Der Luzerner Rapper Amko bedroht in seinem neuen Clip Exponenten der Volkspartei massiv. Dennoch soll er ungeschoren davonkommen. (—)

(…) Ein Gericht müsse jedoch zwischen der Kunstfreiheit und den Rechten der Betroffenen abwägen. «Da das Video so krass überzeichnet ist, dass es durchaus als Satire gelten kann, würde es kaum zu einer Verurteilung kommen.» Falls doch, könne eine Geldstrafe oder eine Freiheitsstrafe von maximal drei Jahren drohen.

Aus den Kommentaren, die der verlogenen Linken den Spiegel vorhalten:

Schnyder D. am 07.09.2016 13:13 via Mobile Report
    Von Amtes wegen verfolgen
    Diesen Mann als Künstler zu bezeichnen, ist vermessen. Er ist ein Krimineller, der öffentlich zum Mord aufruft.
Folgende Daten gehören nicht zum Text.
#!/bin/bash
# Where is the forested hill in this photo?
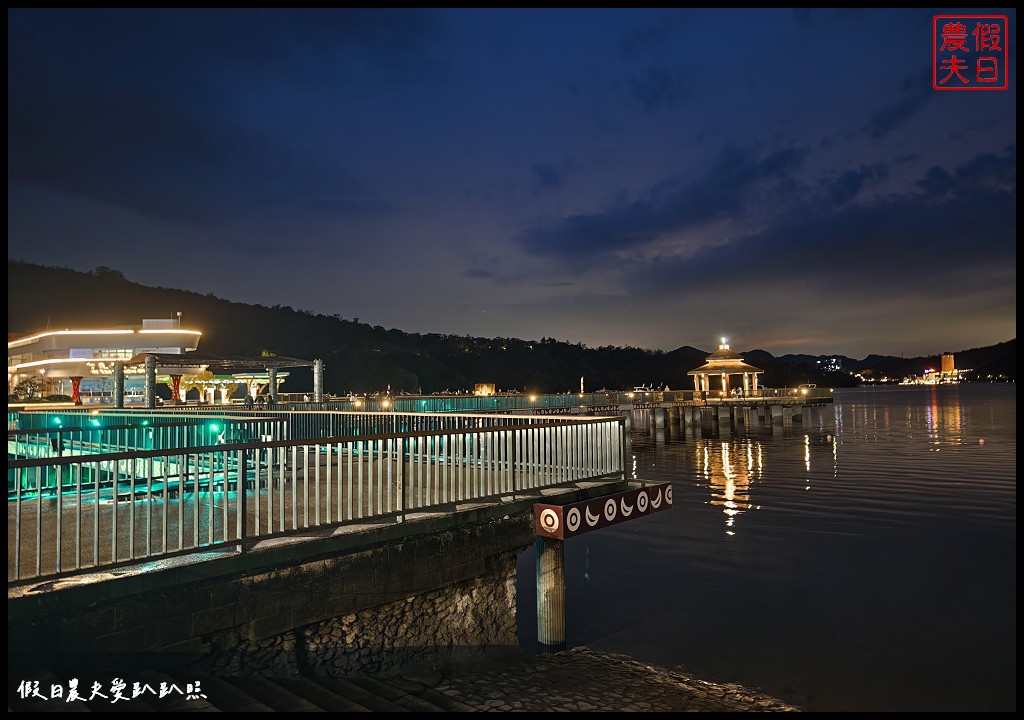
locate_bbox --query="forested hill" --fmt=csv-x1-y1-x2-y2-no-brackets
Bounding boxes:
7,260,1017,393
Das wäre eigentlich ein Offizialdelikt, das von Amtes wegen verfolgt werden muss! Weil es aber auf die SVP abzielt, wälzen sich alle Mitte-Linksallianzen in Schadenfreude. Träfe die Schmutzkampagne die Linke, wäre das Entsetzen gross und die Justiz hätte sich schon eingeschaltet. Der Mann gehört bestraft!
   
        Mauro
        SVP for ever
        Genau wegen solchen Typen wähle ich nun seit mehr als 10 Jahren SVP, vorher war ich oft bei den Grünen oder FDP, aber nach all den vergangenen Ereignissen und Zuständen auf der Strasse, ÖVis, Schulen, etc. (Liste ist mittlerweile unendlich) bringt mich nichts mehr davon ab, SVP nicht zu wählen.
            
        pepu
        Kunst
        Ich frage mich, wo Kunst beginnt und wo sie aufhört. Gehört IS etwa auch dazu? Wie oft haben wir nun erlebt, dass nach schmerzlichen Übergriffen oder Tötungsdelikten bekannt geworden ist, dass man so etwas früher hätte merken müssen, da ja genügend Anzeichen vorhanden gewesen sind. Also wehret den Anfängen bevor es zu spät ist. Und zwar mit aller Härte.
        
        Gusti Seiler
        Von wegen Satire
        So so, dass soll Satire sein. Hier geht es nicht um eine belustigende Verspottung, sondern um weit mehr und nimmt m. E. sehr gefährliche Züge an. Das – wie auch vieles anderes mehr – sollten wir uns nicht bieten lassen. Aber wahrscheinlich muss zuerst etwas passieren.
       
        ROLFI
        Also wenn ich jemandem nach dem Leben trachtet muss ich es nur in „Kunst“ verpacken, damit ich straffrei bleibe!?
 
        Werner K.
        Güterabwägung
        Es gilt zwar das Recht auf freie Meinungsäusserung in Wort und Bild, was ich absolut hoch halte! Wenn jedoch jemand öffentlich zu Gewaltverbrechen aufruft ist dies ein Straftatbestand. Und unsere laschen Richter sollten sich hier nicht auf Kunst oder Satire berufen, denn es besteht hier kein humoristischer Zusammenhang. Aber selbst drei Jahre Haft ist m.E. hier eine zu milde Strafe.

        Andreas Stauber
        Tolles Rechtssystem
        Dann, wenn mich das nächste mal ein Polizist anhält, werfe ich ihm sämtliche Beileidigungen rappend an den Kopf? Dann ist das auch künstlerische Freiheit und er kann mich nicht büssen? Super, wirklich toll. Aber wenn ich den schokoladenüberzogenen Biscuithügel mit Vanilleeinlage mit der alten Betitelung „Moh….opf“ bestelle, dann bin ich rassistisch und soll gebüsst werden!
        
        Berner Bär
        Der vierte Mordaufruf gegen die SVP!
        Nach Grimma (2007) und Ensy Abazi (2015) ist dies nun der dritte Mordaufruf von Rappern gegen SVP-Mitglieder. Dazu der Mordaufruf des linken Strassenmagazins „Surprise“ gegen Roger Köppel, als sich dieser als Kandidat für die SVP zur Verfügung stellte. Aus der Politik blieb die Reaktion jeweils aus. Ebenso blieb jeweils die mediale Entrüstung aus. Das wird auch dieses Mal wieder der Fall sein. Im Gegenteil, ein Grüner rechtfertigt den Aufruf sogar! Man stelle sich die Entrüstung vor, wenn eine als „Rechtsrocker“ deklarierte Musikgruppe zur Gewalt gegen Linke und Grüne aufriefe!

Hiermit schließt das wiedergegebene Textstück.